Support and Resistance
Nasdaq: Closed at 1970.74
Resistance: The near top of the channel (1995). The second, higher channel hit in September is at 2020. Then 2050 to 2075, the early January 2002 double top.
Support: October high (1967). The 10 day MVA (1949) held Wednesday. The 18 day MVA (1934). The September high (1913). The 50 day MVA (1880). 1860 to 1865. The March/August up trendline (1875).
S&P 500: Closed at 1053.21
Resistance: Trading all around 1054 (October highs). The December to June upper channel line at 1069. 1080 from February 2002 lows. 1100 represents some early 2001 lows. 1150 to 1175, the early 2002 double top.
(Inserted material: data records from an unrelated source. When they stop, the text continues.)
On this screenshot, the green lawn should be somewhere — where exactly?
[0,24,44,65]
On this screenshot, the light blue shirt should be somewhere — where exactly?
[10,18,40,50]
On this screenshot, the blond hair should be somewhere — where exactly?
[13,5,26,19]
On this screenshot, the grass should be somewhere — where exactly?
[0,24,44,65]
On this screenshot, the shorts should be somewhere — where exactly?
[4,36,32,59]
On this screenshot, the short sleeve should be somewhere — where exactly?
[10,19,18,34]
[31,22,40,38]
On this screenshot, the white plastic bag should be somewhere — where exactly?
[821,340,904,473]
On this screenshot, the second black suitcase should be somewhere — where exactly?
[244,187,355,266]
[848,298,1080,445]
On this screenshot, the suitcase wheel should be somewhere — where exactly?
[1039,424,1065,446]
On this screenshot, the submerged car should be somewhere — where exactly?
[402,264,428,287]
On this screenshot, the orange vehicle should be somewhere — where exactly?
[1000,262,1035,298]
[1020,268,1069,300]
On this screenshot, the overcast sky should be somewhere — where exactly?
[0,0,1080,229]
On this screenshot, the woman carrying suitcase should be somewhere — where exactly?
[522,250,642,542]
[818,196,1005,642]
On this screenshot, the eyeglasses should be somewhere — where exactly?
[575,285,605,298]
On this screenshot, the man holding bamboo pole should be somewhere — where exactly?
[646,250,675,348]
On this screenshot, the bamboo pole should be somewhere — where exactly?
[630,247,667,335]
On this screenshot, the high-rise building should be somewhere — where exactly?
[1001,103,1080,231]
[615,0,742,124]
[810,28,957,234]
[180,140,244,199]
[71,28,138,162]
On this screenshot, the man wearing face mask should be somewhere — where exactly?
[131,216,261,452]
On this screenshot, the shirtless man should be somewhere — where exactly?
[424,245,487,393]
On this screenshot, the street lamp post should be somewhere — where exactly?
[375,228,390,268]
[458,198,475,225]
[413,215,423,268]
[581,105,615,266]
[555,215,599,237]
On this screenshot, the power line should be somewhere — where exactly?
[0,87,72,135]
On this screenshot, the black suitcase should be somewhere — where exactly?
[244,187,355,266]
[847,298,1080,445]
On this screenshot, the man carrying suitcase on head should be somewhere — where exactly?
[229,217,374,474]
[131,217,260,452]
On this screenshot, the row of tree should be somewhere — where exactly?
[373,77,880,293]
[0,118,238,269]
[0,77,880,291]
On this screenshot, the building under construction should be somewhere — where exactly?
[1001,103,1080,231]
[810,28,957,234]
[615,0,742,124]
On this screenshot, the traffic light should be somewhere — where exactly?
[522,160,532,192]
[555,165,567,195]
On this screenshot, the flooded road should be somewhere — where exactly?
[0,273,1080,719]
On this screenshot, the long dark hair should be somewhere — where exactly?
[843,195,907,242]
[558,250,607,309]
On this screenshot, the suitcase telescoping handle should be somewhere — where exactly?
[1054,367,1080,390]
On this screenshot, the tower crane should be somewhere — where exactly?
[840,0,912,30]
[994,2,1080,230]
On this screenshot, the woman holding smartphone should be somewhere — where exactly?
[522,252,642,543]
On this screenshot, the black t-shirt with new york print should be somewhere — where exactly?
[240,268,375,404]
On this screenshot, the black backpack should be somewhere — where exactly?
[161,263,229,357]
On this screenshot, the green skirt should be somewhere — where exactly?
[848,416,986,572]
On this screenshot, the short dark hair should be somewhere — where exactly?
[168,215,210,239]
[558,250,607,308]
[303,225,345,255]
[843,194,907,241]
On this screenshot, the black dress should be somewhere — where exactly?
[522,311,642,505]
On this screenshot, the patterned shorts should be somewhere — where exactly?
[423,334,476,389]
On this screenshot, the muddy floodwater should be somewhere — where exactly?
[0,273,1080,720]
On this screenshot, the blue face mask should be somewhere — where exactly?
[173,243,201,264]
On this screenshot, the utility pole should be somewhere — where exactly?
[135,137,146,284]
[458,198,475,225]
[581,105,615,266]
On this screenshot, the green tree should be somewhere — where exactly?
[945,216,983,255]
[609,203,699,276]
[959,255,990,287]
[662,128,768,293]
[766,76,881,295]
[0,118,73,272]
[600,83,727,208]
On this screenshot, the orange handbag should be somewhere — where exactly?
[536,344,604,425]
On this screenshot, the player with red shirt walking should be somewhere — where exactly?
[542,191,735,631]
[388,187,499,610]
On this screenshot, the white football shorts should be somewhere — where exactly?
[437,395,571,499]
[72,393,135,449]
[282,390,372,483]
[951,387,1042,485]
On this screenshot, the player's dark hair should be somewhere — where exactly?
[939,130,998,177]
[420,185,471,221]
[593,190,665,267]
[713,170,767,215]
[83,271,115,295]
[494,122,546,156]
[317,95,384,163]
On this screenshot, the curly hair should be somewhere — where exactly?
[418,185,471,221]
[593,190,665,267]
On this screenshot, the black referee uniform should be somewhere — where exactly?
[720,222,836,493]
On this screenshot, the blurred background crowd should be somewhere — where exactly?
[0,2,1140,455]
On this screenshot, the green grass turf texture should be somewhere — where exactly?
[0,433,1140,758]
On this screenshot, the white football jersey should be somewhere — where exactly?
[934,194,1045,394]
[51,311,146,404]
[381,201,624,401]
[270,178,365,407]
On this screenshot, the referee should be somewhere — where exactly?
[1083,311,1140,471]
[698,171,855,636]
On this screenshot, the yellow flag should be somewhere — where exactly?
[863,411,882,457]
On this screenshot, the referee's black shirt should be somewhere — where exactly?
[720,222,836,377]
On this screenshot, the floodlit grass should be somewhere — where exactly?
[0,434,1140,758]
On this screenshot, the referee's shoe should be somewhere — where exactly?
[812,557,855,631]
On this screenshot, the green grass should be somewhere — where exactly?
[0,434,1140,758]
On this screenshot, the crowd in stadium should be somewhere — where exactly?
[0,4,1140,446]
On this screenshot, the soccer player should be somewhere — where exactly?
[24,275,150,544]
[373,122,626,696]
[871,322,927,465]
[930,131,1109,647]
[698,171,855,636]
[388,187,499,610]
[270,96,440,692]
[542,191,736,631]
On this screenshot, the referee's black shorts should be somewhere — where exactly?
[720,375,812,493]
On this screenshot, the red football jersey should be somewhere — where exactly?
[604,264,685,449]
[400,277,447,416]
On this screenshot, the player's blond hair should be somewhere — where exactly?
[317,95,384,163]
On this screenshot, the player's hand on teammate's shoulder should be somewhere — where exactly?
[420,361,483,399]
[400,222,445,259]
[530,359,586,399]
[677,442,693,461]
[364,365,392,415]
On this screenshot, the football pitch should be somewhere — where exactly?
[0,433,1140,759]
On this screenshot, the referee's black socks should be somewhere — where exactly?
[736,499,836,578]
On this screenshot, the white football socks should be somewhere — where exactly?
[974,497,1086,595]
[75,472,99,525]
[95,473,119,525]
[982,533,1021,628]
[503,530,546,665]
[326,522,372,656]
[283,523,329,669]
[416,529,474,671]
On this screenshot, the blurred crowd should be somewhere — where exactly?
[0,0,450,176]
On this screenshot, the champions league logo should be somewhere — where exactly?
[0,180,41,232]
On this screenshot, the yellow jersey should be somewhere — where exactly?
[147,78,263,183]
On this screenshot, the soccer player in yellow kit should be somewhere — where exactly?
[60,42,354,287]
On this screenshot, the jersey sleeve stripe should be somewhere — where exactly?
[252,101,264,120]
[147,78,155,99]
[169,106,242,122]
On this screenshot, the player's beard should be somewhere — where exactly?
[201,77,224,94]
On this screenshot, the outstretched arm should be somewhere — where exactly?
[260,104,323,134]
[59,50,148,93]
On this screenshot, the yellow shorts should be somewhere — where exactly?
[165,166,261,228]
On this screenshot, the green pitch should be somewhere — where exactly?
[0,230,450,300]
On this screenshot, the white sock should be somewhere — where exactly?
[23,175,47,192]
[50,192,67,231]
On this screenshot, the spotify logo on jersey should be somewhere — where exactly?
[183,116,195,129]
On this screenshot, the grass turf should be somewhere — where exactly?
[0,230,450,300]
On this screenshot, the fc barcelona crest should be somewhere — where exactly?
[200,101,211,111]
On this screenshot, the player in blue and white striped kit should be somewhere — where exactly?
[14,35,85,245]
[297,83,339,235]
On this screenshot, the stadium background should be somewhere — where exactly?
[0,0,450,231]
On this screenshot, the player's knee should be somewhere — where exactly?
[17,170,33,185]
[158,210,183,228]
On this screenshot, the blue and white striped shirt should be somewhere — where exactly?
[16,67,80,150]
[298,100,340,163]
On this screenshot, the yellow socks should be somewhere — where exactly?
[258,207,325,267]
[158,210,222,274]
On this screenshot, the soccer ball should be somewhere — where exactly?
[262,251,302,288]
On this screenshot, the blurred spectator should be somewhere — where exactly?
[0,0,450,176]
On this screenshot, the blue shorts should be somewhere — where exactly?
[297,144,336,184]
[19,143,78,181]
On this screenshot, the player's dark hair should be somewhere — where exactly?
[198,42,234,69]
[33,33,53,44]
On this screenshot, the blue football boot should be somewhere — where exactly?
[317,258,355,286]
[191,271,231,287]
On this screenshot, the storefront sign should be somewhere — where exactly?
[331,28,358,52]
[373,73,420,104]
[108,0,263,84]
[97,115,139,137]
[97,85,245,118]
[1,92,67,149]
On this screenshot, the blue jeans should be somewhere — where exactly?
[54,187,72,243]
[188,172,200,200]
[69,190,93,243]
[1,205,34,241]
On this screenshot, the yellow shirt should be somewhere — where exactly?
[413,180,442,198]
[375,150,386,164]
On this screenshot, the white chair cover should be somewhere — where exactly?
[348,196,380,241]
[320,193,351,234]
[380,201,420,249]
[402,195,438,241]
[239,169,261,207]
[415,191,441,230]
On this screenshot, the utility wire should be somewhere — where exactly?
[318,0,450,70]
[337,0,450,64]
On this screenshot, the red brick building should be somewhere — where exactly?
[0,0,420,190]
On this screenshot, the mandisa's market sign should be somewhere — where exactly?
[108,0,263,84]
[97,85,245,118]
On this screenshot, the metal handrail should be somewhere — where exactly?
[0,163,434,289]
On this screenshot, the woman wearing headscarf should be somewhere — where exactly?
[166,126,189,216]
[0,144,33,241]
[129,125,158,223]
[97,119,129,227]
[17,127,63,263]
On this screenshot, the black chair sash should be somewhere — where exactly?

Support: The 10 day MVA (1050) and the 18 day MVA (1046). 1040, the September highs. 1030 to 1032 (early September highs). The exponential 50 day MVA (1030). The top of the summer range at 1015. 1010 the early September highs. 975 (December 1997 peak).
Dow: Closed at 9809.79
Resistance: The October high (9850). 10,000 is the candle that attracts the moth.
Support: 9800 (April and May 2002 lows). The 10 day MVA (9753). The 18 day MVA (9753). 9686 (September high). The exponential 50 day MVA (9609). 9588 the early September highs. 9500 (June 2002 lows) is the top of the summer range.